Choice Properties’ current distribution gives the stock a 5.3% yield, which is quite good attractive high dividend yield.
Investors should not expect Choice Properties to be a dividend growth stock. The distribution has remained flat since May 2017.
Choice Properties hasn’t cut the distribution, and we don’t see imminent threat of that right now. But it is worth mentioning that if FFO-per-share deteriorates significantly going forward, the trust will likely have to cut the distribution due to its high payout ratio.
This is particularly true because we see Choice Properties’ borrowing capacity as limited, given its already-high leverage.
Source: Investor presentation, page 30
Choice Properties has debt to EBITDA of 8X, which according to the company is below the industry peers, but is still alarmingly high.
In addition, it has large amounts of debt coming due in stages in the coming years, so we see the trust’s debt financing as near capacity today.
Should it experience a downturn in earnings, Choice Properties would have to turn to more dilution for additional capital.
While we don’t see a dividend cut in the near future, the combination of a lack of adjusted FFO-per-share growth, the ~90% payout ratio, and a high level of debt appears risky, despite the high dividend yield.

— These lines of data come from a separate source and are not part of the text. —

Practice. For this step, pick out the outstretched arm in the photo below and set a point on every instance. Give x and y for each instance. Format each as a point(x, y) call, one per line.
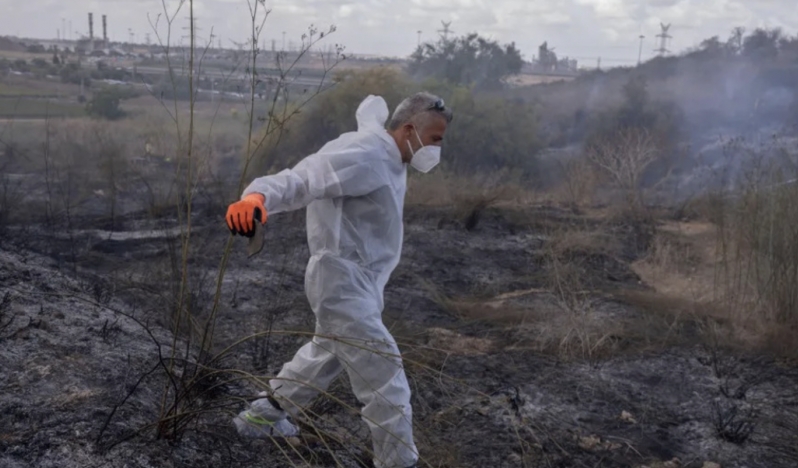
point(328, 174)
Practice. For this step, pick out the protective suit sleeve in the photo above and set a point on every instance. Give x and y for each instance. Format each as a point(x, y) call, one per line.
point(322, 175)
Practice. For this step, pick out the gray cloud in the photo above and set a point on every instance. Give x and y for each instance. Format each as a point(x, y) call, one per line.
point(585, 29)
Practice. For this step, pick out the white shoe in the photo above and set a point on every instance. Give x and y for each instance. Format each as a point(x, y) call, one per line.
point(263, 420)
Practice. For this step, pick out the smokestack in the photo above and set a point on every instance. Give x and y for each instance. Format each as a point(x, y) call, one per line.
point(105, 32)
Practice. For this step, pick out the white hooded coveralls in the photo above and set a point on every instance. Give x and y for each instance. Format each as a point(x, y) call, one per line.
point(354, 189)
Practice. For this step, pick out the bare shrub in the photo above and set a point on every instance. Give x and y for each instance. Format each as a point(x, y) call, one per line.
point(622, 159)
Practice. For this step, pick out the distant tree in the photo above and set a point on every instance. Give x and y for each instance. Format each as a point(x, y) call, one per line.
point(762, 44)
point(469, 60)
point(735, 42)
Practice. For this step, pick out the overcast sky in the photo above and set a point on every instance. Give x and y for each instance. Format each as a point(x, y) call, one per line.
point(582, 29)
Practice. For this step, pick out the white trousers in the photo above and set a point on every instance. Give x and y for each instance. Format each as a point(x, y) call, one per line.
point(350, 336)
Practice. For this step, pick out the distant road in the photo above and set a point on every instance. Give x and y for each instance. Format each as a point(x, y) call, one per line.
point(218, 74)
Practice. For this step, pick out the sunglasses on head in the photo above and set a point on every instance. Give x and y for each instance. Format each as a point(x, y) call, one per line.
point(438, 105)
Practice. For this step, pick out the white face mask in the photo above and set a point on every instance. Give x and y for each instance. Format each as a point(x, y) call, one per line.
point(426, 157)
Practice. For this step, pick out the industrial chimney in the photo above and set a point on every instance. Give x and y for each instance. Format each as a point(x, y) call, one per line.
point(105, 32)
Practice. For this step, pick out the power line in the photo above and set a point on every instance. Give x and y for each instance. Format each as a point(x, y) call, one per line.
point(663, 36)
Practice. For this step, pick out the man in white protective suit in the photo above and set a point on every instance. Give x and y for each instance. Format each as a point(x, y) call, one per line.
point(354, 189)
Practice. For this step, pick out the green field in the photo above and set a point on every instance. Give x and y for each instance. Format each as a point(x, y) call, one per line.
point(30, 108)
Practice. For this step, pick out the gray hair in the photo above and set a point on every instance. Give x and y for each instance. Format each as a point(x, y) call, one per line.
point(417, 108)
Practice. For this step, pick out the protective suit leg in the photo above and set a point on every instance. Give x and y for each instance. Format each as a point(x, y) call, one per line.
point(380, 384)
point(353, 338)
point(309, 373)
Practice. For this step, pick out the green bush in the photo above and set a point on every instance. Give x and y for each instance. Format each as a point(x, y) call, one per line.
point(105, 102)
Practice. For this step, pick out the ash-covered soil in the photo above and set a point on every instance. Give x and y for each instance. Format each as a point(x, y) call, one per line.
point(83, 329)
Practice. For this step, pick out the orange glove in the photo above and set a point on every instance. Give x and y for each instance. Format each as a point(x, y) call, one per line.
point(240, 215)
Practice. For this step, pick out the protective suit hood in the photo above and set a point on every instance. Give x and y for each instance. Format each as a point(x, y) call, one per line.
point(372, 114)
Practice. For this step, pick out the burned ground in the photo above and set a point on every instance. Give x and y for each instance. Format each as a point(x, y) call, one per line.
point(522, 342)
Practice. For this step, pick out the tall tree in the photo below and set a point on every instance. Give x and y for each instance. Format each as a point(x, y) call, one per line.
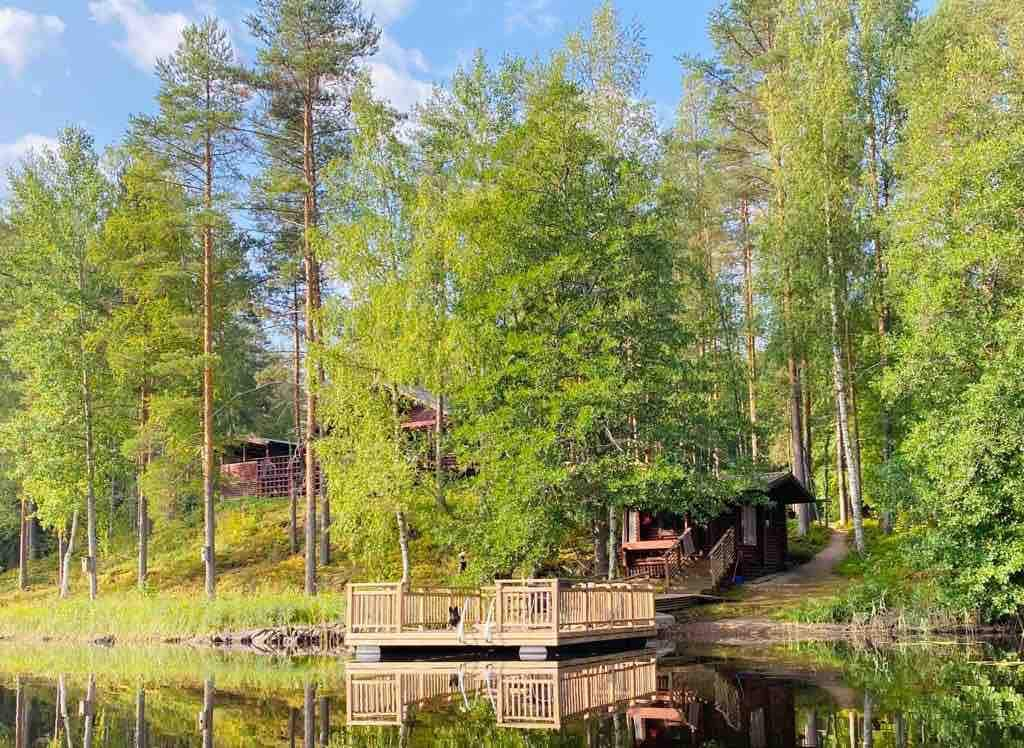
point(956, 266)
point(197, 131)
point(310, 53)
point(59, 200)
point(148, 253)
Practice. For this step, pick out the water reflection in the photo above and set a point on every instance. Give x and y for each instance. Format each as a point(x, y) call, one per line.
point(522, 695)
point(864, 700)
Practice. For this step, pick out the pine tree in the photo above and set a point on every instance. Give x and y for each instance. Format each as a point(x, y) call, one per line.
point(197, 132)
point(309, 55)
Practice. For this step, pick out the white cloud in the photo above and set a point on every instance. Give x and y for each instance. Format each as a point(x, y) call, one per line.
point(387, 10)
point(394, 72)
point(147, 35)
point(534, 15)
point(11, 153)
point(25, 35)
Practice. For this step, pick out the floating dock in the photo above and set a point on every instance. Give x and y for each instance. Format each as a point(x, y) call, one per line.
point(531, 614)
point(528, 696)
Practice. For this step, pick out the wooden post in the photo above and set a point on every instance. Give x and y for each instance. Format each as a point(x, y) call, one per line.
point(555, 607)
point(397, 608)
point(499, 608)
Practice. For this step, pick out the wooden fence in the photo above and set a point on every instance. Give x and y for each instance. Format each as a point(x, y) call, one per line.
point(495, 614)
point(723, 557)
point(266, 478)
point(525, 696)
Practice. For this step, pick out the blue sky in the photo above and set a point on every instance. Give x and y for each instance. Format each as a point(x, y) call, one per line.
point(90, 61)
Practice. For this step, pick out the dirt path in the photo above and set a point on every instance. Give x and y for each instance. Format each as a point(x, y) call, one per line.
point(817, 570)
point(747, 615)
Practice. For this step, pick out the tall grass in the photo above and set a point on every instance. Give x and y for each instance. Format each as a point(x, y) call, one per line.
point(137, 617)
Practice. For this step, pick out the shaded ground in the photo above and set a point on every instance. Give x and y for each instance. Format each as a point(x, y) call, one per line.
point(751, 611)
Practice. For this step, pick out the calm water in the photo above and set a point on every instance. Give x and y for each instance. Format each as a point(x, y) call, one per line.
point(800, 696)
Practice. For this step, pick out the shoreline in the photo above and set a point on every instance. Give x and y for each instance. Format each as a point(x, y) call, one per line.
point(328, 639)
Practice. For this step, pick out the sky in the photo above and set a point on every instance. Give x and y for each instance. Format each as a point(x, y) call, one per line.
point(90, 61)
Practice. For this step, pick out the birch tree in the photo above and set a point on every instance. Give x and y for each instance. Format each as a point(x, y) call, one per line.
point(59, 200)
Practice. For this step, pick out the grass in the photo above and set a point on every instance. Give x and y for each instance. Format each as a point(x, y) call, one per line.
point(884, 590)
point(256, 698)
point(803, 548)
point(259, 584)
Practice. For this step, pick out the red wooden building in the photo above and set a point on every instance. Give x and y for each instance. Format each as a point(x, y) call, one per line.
point(274, 468)
point(745, 540)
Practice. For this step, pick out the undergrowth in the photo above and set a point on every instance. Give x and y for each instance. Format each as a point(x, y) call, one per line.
point(259, 583)
point(885, 590)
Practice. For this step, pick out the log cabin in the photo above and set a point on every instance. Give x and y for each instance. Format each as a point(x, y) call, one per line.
point(265, 467)
point(748, 539)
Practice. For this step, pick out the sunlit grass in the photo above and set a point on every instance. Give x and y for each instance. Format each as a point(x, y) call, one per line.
point(260, 583)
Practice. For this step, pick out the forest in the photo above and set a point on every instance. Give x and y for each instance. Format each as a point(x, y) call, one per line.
point(815, 264)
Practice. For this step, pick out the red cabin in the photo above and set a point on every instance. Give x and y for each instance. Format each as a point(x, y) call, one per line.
point(745, 540)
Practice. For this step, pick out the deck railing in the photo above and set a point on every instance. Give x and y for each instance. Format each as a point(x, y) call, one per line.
point(723, 557)
point(266, 478)
point(522, 696)
point(508, 607)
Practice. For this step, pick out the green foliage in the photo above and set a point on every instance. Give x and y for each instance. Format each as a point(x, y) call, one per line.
point(957, 276)
point(54, 340)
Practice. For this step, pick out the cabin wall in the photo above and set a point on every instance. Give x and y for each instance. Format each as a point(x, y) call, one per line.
point(775, 538)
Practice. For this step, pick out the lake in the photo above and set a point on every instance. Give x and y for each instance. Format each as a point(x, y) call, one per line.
point(920, 694)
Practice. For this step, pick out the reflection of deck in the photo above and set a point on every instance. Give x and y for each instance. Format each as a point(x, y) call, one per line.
point(512, 613)
point(523, 695)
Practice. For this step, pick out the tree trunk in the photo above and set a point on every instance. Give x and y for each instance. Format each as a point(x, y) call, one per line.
point(60, 554)
point(308, 715)
point(32, 533)
point(881, 189)
point(90, 712)
point(839, 376)
point(599, 530)
point(899, 728)
point(797, 438)
point(325, 525)
point(403, 546)
point(325, 721)
point(66, 563)
point(312, 306)
point(141, 731)
point(206, 718)
point(142, 521)
point(806, 422)
point(752, 369)
point(868, 721)
point(844, 515)
point(90, 482)
point(23, 547)
point(293, 518)
point(20, 716)
point(62, 706)
point(811, 730)
point(439, 452)
point(209, 515)
point(612, 543)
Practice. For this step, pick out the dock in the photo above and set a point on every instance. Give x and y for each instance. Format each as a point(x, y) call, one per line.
point(530, 614)
point(525, 696)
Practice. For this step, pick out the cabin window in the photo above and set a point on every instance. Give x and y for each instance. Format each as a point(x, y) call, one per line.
point(750, 523)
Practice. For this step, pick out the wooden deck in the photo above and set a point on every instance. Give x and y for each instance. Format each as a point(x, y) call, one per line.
point(512, 613)
point(523, 695)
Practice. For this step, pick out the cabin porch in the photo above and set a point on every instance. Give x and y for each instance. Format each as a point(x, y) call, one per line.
point(747, 540)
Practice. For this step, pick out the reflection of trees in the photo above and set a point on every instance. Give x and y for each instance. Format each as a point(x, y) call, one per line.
point(970, 696)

Choice Properties’ high dividend yield and monthly dividend payments make it stand out to high yield dividend investors. However, a number of factors make us cautious on Choice Properties today.
With the stock up more than 20% thus far in 2019, and a risky dividend, we view the stock as unattractive. Investors looking for a REIT that pays monthly dividends have much better choices with more favorable growth prospects, higher yields, and safer dividends.